Julia gets mentioned in an article about FORTRAN

I have the impression that even the developers share this view, but I don’t completely get what is missing from what is implemented already. From a syntatic point of view, using @threads or even packages as FLoops is much easier and cleaner than using OpenMP.

@threads has a known overhead if applied to parallelize fast computations (is that what you and others mean by it is not quite there yet?). FLoops (as an example) solves this for at least quite a few problems I have faced.

My experience, as a user of those tools, is that using threding in Julia is already at least much easier than using OpenMP. But it is likely that my usage is very narrow and I don’t capture what is missing.

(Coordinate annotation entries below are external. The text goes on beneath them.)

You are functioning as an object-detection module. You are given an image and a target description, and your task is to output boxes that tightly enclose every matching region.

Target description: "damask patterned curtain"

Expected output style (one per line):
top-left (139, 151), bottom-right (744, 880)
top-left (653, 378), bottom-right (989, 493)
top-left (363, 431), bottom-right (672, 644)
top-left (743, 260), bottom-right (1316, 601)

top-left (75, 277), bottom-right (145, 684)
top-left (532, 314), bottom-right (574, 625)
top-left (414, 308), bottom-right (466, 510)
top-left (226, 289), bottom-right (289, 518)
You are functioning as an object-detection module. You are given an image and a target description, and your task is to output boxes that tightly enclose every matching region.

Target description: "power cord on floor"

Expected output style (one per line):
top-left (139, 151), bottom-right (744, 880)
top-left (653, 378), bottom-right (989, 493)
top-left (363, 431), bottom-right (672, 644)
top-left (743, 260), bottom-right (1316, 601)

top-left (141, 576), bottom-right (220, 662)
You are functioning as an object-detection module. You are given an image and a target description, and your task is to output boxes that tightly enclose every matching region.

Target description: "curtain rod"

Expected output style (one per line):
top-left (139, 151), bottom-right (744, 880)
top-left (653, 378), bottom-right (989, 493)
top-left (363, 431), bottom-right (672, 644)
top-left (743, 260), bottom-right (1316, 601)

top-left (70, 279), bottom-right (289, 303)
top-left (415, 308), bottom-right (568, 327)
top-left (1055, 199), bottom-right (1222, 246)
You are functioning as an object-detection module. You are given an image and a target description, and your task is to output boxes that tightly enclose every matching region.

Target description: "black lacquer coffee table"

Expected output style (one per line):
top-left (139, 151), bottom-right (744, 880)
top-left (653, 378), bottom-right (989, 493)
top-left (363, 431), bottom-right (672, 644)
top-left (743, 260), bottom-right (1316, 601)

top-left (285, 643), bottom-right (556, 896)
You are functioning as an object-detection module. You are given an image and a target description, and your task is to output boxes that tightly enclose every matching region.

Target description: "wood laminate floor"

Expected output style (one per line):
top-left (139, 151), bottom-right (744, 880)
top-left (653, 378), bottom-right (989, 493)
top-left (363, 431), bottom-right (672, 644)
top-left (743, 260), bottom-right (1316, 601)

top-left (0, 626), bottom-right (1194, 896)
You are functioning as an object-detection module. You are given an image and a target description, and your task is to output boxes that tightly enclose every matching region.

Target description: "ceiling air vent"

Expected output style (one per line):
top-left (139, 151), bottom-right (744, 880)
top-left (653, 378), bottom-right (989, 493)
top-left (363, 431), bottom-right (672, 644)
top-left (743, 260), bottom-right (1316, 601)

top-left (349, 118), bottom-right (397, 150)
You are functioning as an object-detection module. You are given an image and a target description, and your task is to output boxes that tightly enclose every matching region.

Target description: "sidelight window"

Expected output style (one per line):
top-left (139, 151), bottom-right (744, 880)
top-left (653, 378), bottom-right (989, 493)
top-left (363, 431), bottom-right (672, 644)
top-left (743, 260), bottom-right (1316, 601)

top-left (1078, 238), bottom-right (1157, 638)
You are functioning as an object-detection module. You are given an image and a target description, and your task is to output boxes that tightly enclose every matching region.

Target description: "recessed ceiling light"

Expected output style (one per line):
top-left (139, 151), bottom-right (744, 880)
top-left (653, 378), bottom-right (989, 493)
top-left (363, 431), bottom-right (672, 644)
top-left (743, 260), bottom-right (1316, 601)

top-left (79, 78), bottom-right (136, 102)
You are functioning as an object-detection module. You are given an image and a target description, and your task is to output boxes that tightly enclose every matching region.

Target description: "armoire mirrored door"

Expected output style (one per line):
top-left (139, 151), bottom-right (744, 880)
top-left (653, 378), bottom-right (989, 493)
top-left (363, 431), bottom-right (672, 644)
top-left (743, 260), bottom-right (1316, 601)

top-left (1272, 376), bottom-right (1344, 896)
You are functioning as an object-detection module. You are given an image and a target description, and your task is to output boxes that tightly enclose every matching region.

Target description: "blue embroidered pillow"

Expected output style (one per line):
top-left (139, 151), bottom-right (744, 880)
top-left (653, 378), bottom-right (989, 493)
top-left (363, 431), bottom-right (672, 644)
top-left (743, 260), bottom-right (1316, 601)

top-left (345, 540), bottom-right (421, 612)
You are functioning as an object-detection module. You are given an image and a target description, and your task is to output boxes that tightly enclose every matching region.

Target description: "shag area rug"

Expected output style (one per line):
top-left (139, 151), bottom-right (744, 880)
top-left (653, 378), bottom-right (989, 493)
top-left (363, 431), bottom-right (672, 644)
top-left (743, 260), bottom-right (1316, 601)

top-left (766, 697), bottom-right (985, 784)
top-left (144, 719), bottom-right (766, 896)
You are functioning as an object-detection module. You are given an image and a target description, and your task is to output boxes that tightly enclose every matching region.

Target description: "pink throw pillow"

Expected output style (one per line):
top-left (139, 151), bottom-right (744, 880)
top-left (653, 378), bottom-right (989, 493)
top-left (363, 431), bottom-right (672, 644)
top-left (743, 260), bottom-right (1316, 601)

but it’s (as of now) slower

Can you provide an example? It’s interesting to have some numbers to understand the size of the problem.

1 Like

I didn’t mean to imply that there’s something wrong with Fortran or OpenMP. I’ve used OpenMP with Fortran, a few times, on very trivially parallelizable code and it was pleasant to work for that case. I was just curious if it’s a part of language such as coarrays and whether it has ability to schedule tasks depth first. Thank you for explanation.

1 Like

Can you give some examples about it? I don’t think Fortran can perform some secret compiler optimizations other languages can’t have. ML and LLVM community also puts really a lot of efforts into specialized compiler optimization, such as vectorization and polyhedral model, which is hard to beat.

1 Like

The last time I looked at it was

but it would be awesome to have more up to date benchmarks.

1 Like

Here is one example (not sure how representative it is):


PROGRAM Parallel_Hello_World
REAL*8 :: partial_Sum, total_Sum
!$OMP PARALLEL PRIVATE(partial_Sum) SHARED(total_Sum)
    partial_Sum = 0.d0
    total_Sum = 0.d0

    !$OMP DO
    DO i=1,1000000000
        partial_Sum = partial_Sum + dsin(dble(i))
    END DO
    !$OMP END DO

        total_Sum = total_Sum + partial_Sum

PRINT *, "Total Sum: ", total_Sum


leandro@pitico:~/Drive/Work/JuliaPlay% gfortran -O3 omp.f95 -o omp
leandro@pitico:~/Drive/Work/JuliaPlay% time ./omp
 Total Sum:   0.42129448674541342

real    0m54,495s
user    0m54,476s
sys     0m0,004s
leandro@pitico:~/Drive/Work/JuliaPlay% gfortran -O3 -fopenmp omp.f95 -o omp
leandro@pitico:~/Drive/Work/JuliaPlay% time ./omp
 Total Sum:   0.42129448674645509

real    0m12,538s
user    1m29,020s
sys     0m0,016s

Julia using FLoops:

using FLoops
function f()
    @floop for i in 1:1000000000
        @reduce(total_Sum += sin(i))
println("Total sum: ",f())


leandro@pitico:~/Drive/Work/JuliaPlay% time julia floop.jl
Total sum: 0.4212944867466973

real    0m40,729s
user    0m41,039s
sys     0m0,608s

leandro@pitico:~/Drive/Work/JuliaPlay% time julia -t8 floop.jl
Total sum: 0.4212944867465145

real    0m14,743s
user    1m4,074s
sys     0m0,751s

Julia using @threads:

using Base.Threads
function f()
    total_Sum = zeros(nthreads())
    @threads for i in 1:1000000000
        total_Sum[threadid()] += sin(i)
println("Total sum: ",f())
leandro@pitico:~/Drive/Work/JuliaPlay% time julia -t8 threads.jl 
Total sum: 0.4212944867465146

real    0m10,514s
user    1m11,253s
sys     0m0,544s

Note that Julia is faster than Fortran with a single thread (no idea why).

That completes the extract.